Казалось, что ее голос доносится издалека. Кто же... ну конечно. Он был со мной. Он видел тела. Конечно, мальчик рассказал все здесь, дома, своим приятелям. А мои гвардейцы еще и приукрасили, как это им свойственно.

− Мы вами гордимся и мы знаем, что вы отправитесь за остальными. Выследите их в логовах, выкурите оттуда и перебьете. Хоть юный Пер и покончил с Элликом, но он рассказал нам, что вы заставили его заплатить, прежде чем мальчик его зарезал.
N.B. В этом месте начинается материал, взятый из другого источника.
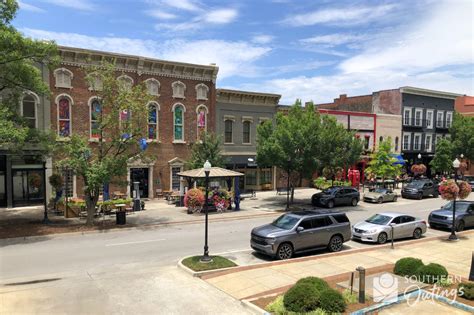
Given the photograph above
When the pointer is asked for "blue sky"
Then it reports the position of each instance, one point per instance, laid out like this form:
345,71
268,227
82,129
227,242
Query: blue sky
314,50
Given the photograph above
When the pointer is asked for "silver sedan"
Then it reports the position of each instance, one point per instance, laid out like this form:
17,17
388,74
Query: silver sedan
378,228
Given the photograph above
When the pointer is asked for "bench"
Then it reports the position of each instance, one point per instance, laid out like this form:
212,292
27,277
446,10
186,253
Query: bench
282,190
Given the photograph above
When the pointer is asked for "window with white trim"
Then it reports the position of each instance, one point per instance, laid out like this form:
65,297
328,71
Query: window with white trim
201,91
28,110
406,141
417,142
178,89
429,119
407,116
63,78
153,87
428,142
228,126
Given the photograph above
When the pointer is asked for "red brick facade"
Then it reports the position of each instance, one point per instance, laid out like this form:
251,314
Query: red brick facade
164,150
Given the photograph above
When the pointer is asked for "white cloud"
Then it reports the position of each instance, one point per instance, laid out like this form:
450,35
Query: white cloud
262,39
162,15
30,7
84,5
233,58
340,16
220,16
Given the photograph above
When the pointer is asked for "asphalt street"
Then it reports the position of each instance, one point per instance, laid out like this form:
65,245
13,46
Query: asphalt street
35,258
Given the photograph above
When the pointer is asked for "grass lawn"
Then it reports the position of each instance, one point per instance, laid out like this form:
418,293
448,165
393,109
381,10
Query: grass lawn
218,262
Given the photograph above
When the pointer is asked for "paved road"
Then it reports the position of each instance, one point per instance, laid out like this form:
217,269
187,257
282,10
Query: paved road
161,246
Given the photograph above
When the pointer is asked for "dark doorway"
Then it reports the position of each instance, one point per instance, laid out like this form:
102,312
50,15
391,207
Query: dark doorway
139,175
28,188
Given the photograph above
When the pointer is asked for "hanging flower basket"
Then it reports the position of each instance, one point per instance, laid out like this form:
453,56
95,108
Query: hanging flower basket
449,190
194,200
418,169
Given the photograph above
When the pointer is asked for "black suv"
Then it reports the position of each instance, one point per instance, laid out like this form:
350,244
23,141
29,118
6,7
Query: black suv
420,188
336,196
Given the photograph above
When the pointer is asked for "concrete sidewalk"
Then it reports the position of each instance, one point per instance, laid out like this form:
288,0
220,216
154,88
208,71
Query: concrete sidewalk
256,280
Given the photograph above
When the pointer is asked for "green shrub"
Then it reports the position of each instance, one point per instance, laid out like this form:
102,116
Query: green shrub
316,282
301,298
332,301
431,273
407,266
466,290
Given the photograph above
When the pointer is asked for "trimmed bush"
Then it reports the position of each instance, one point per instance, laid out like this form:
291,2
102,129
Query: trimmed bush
407,266
431,273
301,298
466,290
316,282
332,301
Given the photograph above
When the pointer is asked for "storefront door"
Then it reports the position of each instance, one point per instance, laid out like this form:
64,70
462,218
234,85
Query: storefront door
139,175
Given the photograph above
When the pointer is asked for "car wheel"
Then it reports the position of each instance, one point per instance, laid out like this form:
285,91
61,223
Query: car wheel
417,233
460,226
285,251
382,238
335,244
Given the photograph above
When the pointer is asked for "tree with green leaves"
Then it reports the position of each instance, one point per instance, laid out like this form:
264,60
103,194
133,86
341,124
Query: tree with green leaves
210,149
442,161
382,162
21,62
462,135
121,117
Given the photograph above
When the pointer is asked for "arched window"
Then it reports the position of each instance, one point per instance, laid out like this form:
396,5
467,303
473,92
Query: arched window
228,126
201,120
153,87
63,78
28,110
178,122
246,132
178,89
201,91
64,103
153,109
95,117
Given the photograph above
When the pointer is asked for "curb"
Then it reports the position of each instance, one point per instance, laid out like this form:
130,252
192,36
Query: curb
200,274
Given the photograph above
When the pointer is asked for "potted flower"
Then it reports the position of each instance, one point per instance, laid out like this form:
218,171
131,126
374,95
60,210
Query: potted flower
194,200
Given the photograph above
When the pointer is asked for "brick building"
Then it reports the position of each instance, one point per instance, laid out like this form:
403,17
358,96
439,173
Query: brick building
183,104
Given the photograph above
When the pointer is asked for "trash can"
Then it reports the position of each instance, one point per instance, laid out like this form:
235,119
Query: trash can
121,217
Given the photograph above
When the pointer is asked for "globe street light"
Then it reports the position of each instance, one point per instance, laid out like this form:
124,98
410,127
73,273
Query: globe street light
453,236
206,258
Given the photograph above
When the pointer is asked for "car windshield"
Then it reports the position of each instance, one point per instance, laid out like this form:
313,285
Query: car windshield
379,219
415,185
460,206
286,222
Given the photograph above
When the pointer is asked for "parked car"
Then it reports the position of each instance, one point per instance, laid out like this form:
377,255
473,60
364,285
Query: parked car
443,218
301,231
335,196
378,228
470,180
380,195
420,188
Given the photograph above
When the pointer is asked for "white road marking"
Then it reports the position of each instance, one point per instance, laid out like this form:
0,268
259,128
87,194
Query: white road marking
137,242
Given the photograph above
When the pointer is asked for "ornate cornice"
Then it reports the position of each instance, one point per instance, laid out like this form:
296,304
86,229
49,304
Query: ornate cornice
135,64
247,98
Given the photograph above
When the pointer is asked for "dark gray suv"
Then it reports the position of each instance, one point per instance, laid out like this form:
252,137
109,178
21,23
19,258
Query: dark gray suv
302,231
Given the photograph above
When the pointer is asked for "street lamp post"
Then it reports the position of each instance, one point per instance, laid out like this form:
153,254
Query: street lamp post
453,236
206,258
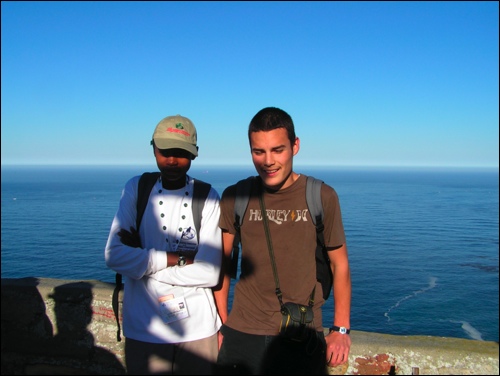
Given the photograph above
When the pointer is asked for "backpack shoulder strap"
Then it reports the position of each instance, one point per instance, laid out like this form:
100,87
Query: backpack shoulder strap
243,188
315,206
146,183
313,198
200,194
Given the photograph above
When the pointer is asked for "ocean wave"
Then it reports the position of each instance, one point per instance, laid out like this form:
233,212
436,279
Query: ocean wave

Горды мной. Мне стало дурно.

Думаю, Тавия смилостивилась надо мной, напомнив, что Фоксглов ждет, когда я присоединюсь к ней за завтраком. Она выдворила меня из кухни, и я с благодарностью ушел. В коридоре мне встретился Персиверанс. Он был бледен, с покрасневшими глазами. Я сказал слугам, что Пер поест с нами, и мы сели за стол ждать Фоксглов. Я не стал спрашивать, что за байки он рассказывал слугам Ивового Леса, а поинтересовался его матерью.

Он тяжело вздохнул.

− Что ж, она не живет в Ивовом Лесу, сир. Больше не живет. Мама говорила пастуху Лину, что здесь у нее не осталось ничего, кроме ночных кошмаров и горя. Она переехала в город, к сестре и ее мужу. У тети шестеро детей, поэтому им пришлось потесниться. Но мама говорит, что все хорошо. Ее сестра рада помощи, поскольку ее младший страдает коликами, а моя мать умеет ладить с детьми. Еще она занимается шитьем и штопкой. Я ходил повидаться с нею, но, открыв мне дверь, мама заплакала. Она обняла меня и сказала, что любит, но потом очень рано отправилась в постель. Тетя сказала, что ей тяжело меня видеть, поскольку я напоминаю ей обо всем, что она потеряла. Мама не может себе простить, как прогнала меня и не узнала.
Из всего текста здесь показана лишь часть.